Today I heard a prediction for $7.00 a gallon gas from an oil analyst talking on the radio. I wasn’t too surprised because I remember hearing a similar prediction for $3.00 gas in 2004. The trend in home heating costs is definitely up, and, as we all learned in grade school science, a body in motion tends to stay in motion.
Along the way, speculators in crude oil futures will take some profits and cause prices to temporarily retreat. This is when consumer complacency usually sets in, and all those plans to do something about next years heating bill quickly evaporate.
This is especially true during the warm summer months. The last thing you want to think about while sipping margaritas in your backyard is next years heating bill. And who could blame you?
But this is absolutely the best time to shop for a pellet stove. As much as shopping for a pellet stove in July goes against human nature, you’ll be one of the savvy shoppers taking advantage of favorable prices resulting from lower summertime demand.
Before you start shopping, you have to figure out which type of alternative fuel you’re going to burn. Although many of the new pellet stoves classified as “Multifuel” can burn corn or wood pellets, there’s a large swing in prices between the two fuels depending on how close you live to the source. The closer you are to the source, the cheaper the fuel becomes.
For instance, if you can’t name the location of the nearest grain elevator or cornfield off the top of your head, wood pellets will probably be easier (and cheaper) to get a hold of. On the other hand, if you can’t drive more than a couple of miles in any direction without passing a corn field, corn would be the obvious choice. For those of you living in the North Central region of the U.S., you have the luxury of choosing between an ample supply of wood pellets or corn depending on which is cheaper.
Once you’ve found a reliable source of cheap fuel, the next step is to pick out an appliance designed to burn the fuel you’ve chosen.

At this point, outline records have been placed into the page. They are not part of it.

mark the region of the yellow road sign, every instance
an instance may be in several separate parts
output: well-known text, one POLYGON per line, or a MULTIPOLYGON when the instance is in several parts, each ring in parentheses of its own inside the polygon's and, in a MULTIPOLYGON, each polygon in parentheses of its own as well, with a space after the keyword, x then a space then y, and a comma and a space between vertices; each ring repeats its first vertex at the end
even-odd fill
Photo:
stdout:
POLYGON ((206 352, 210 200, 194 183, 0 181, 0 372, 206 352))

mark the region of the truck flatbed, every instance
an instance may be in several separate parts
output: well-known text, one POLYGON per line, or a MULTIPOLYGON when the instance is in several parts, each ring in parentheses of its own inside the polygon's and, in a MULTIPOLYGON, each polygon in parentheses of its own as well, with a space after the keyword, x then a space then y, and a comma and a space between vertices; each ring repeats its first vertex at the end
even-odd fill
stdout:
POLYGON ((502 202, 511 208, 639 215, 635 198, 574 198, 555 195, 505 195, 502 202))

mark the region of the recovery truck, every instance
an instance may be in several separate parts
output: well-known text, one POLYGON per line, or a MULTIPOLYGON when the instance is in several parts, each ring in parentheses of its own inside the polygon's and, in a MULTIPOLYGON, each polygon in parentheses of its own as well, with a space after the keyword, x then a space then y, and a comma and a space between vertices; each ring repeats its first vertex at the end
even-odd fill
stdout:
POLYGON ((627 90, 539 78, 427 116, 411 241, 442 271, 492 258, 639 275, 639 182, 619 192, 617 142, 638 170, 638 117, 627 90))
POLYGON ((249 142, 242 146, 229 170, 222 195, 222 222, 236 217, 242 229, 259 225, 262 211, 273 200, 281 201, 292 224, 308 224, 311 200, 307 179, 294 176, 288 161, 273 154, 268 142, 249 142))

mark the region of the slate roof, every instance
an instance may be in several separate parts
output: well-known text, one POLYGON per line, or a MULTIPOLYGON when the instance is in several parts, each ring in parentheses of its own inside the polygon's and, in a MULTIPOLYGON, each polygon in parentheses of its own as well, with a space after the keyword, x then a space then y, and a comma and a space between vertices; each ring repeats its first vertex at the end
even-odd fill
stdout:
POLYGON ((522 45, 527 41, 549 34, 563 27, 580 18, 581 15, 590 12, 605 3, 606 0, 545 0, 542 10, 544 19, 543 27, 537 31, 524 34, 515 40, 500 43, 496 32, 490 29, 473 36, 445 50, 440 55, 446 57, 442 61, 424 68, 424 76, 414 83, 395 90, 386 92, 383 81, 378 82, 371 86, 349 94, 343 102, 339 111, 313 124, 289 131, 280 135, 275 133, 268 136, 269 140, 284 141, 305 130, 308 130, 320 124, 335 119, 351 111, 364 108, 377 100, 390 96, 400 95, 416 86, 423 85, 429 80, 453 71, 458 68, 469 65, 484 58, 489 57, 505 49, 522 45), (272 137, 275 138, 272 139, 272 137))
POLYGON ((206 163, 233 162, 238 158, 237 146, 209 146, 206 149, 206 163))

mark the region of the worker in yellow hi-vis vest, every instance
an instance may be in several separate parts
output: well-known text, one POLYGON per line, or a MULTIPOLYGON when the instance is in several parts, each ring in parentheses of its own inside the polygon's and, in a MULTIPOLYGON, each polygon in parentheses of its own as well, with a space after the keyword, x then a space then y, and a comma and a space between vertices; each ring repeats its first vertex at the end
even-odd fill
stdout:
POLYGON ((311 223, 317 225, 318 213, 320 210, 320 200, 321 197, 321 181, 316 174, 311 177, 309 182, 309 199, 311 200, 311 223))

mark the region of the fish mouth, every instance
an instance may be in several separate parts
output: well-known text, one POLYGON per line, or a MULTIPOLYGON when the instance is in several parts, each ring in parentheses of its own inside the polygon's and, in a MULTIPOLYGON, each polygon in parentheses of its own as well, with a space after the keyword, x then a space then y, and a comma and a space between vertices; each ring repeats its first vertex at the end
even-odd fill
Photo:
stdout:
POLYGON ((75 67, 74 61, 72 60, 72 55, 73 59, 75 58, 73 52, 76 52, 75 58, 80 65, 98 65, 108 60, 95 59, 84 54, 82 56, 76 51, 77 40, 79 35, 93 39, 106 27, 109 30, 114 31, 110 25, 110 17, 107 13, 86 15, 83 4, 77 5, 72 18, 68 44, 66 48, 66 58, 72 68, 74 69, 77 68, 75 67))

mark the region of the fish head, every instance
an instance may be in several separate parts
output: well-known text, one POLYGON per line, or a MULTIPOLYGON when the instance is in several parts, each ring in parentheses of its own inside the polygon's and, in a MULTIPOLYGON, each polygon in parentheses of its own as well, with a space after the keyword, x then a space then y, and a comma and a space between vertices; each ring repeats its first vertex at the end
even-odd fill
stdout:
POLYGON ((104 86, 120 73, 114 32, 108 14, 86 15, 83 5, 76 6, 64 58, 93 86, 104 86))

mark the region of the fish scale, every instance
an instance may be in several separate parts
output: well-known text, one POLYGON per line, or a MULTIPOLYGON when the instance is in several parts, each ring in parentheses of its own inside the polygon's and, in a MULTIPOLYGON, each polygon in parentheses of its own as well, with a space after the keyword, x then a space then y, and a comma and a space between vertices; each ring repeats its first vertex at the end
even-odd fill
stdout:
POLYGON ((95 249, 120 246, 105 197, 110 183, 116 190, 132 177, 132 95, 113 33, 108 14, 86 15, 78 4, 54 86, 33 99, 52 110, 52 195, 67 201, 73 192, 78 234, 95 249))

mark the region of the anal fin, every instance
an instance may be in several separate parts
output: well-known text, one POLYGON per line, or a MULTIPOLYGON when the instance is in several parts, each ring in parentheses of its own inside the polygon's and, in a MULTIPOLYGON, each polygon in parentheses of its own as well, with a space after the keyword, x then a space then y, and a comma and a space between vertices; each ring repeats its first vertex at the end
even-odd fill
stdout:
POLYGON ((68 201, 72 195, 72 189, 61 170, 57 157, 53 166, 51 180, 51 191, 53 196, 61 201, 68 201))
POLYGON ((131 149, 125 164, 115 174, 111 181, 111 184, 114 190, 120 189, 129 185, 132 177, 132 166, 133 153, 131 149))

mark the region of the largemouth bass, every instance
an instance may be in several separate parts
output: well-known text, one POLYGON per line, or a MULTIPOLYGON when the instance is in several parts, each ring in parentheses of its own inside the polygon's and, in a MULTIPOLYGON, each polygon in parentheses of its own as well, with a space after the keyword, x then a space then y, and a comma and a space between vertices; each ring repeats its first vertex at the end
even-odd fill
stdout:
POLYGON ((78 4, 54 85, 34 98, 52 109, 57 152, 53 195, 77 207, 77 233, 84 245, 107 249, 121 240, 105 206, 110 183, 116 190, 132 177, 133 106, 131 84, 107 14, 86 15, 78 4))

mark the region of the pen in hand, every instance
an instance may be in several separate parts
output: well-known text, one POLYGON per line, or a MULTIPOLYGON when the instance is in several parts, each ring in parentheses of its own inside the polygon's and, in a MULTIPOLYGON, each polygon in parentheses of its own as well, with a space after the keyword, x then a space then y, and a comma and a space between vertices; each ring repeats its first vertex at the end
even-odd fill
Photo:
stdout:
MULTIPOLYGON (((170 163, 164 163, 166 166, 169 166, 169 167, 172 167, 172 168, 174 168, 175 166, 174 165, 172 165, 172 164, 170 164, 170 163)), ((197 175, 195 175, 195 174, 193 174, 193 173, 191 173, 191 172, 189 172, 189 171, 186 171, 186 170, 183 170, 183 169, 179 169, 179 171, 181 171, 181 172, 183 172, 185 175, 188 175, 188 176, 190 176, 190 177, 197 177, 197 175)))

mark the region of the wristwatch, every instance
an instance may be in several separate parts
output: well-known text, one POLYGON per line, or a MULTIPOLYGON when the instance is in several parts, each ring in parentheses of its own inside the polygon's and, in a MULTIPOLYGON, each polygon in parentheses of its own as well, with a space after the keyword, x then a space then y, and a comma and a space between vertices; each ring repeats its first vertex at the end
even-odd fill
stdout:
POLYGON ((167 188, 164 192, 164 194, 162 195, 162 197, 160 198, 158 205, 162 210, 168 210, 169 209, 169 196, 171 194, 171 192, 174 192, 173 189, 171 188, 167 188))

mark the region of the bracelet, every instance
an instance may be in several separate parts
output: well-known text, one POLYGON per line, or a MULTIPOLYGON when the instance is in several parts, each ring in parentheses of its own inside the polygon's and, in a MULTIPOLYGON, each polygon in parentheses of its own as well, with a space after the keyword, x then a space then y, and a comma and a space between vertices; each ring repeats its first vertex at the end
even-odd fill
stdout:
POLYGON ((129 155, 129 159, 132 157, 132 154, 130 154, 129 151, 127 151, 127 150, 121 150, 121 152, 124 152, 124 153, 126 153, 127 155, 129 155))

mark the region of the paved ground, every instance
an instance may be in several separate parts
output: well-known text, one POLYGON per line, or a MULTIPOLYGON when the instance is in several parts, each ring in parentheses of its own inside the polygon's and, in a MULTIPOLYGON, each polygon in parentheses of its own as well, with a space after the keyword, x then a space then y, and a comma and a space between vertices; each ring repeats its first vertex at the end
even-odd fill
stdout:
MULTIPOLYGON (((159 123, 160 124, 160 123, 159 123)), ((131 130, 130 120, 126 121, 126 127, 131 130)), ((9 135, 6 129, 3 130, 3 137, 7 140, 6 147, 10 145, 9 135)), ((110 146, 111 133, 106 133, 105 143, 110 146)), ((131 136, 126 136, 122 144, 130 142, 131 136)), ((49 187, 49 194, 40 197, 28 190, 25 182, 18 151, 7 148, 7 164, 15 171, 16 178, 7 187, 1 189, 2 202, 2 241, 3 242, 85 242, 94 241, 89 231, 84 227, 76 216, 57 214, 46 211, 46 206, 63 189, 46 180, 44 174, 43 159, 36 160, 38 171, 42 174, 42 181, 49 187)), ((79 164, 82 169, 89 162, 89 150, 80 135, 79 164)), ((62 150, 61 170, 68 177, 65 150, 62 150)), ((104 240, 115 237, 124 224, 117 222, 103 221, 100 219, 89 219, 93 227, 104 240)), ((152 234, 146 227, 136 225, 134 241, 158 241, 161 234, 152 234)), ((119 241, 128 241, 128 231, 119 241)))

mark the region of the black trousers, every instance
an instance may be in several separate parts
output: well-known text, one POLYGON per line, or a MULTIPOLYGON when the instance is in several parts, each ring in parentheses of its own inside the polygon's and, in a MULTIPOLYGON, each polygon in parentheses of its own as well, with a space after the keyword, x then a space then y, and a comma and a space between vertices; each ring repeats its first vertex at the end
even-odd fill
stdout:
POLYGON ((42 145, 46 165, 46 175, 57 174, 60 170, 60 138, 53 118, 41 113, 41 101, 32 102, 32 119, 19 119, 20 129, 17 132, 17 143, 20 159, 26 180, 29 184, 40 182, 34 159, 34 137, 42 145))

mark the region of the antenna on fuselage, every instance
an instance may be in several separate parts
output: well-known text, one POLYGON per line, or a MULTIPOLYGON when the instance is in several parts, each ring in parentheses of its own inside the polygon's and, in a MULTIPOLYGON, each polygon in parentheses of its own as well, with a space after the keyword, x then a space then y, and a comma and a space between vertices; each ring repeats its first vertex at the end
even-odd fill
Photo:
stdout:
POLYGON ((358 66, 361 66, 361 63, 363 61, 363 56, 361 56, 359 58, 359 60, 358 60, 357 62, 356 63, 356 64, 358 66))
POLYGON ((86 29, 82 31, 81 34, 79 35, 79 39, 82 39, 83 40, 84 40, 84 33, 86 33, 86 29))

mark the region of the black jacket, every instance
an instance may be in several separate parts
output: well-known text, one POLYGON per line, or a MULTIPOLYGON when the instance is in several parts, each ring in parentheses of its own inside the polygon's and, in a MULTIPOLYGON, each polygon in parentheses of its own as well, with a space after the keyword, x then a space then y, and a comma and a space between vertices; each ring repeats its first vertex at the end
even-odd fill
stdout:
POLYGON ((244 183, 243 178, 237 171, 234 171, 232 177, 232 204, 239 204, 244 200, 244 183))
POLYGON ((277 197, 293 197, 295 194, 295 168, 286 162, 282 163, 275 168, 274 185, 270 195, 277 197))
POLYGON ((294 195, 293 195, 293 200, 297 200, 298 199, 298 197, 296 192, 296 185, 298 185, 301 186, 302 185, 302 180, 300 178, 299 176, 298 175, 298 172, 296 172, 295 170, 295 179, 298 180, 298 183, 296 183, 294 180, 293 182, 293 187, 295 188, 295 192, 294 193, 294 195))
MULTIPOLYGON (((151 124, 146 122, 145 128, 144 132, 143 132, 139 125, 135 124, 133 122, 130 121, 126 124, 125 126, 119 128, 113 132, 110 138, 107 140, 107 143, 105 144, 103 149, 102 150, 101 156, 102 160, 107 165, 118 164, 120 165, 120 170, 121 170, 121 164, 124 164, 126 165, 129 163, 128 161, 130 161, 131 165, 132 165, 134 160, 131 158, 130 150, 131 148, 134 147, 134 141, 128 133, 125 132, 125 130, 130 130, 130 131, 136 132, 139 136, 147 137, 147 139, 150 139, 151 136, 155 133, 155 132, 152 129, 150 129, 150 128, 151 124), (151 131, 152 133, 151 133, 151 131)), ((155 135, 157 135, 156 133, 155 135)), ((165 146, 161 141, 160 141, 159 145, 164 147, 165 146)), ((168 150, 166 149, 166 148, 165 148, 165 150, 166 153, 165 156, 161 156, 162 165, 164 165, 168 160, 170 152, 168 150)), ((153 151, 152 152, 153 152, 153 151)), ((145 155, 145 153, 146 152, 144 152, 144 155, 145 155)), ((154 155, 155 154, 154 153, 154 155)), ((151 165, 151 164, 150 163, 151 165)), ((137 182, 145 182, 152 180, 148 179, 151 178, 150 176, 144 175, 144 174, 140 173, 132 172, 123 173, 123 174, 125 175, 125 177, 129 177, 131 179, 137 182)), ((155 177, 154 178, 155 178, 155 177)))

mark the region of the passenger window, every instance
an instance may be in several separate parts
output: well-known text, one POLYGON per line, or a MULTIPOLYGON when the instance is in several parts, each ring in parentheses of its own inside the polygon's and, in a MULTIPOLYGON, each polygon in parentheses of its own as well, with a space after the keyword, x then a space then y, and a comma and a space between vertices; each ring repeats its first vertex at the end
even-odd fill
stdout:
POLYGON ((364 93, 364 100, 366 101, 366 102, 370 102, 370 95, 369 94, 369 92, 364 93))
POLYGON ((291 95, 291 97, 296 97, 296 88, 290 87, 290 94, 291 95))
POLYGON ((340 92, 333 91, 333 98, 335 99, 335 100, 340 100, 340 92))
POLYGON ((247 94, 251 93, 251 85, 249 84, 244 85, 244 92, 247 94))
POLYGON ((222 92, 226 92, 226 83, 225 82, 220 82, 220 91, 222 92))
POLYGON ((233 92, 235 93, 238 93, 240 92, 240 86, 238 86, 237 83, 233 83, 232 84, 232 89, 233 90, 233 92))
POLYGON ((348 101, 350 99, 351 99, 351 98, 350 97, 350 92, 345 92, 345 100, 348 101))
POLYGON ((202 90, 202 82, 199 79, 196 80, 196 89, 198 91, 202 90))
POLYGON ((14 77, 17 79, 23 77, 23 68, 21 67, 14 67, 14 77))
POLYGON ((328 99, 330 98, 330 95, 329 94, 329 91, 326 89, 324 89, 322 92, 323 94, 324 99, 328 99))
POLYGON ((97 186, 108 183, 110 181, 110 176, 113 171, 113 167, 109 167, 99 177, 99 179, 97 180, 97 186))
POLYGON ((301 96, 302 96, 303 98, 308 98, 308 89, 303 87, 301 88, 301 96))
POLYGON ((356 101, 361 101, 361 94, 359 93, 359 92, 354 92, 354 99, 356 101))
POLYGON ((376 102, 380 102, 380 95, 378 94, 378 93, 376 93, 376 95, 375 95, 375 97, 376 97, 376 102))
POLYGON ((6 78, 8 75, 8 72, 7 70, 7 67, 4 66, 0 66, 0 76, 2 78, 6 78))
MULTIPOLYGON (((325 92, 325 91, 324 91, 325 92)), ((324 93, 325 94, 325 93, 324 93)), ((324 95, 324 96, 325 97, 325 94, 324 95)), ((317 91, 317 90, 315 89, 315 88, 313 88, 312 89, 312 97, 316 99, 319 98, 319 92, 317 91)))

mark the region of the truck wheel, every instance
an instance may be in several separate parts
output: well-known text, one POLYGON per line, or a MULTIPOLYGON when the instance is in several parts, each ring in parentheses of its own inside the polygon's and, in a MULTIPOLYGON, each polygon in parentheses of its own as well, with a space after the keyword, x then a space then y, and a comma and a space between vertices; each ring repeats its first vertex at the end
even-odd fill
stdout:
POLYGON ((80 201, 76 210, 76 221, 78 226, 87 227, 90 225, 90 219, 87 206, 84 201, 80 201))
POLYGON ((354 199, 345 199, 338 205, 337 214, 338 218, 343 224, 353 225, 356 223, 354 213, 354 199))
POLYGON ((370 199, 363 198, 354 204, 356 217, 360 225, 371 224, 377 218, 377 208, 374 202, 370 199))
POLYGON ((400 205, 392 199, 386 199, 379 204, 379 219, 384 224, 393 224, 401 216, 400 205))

For $2,000 or less, you can choose from a wide variety of stoves and fireplace inserts fueled by wood pellets, corn, or both. A typical 45,000 Btu stove or insert will heat 1,200 square feet of living space. This is sufficient to comfortably heat a ranch style home, modular home, or the main floor of a two story house.
With heating oil prices hovering around $4.00 a gallon, a pellet stove should pay for itself in two heating seasons or less.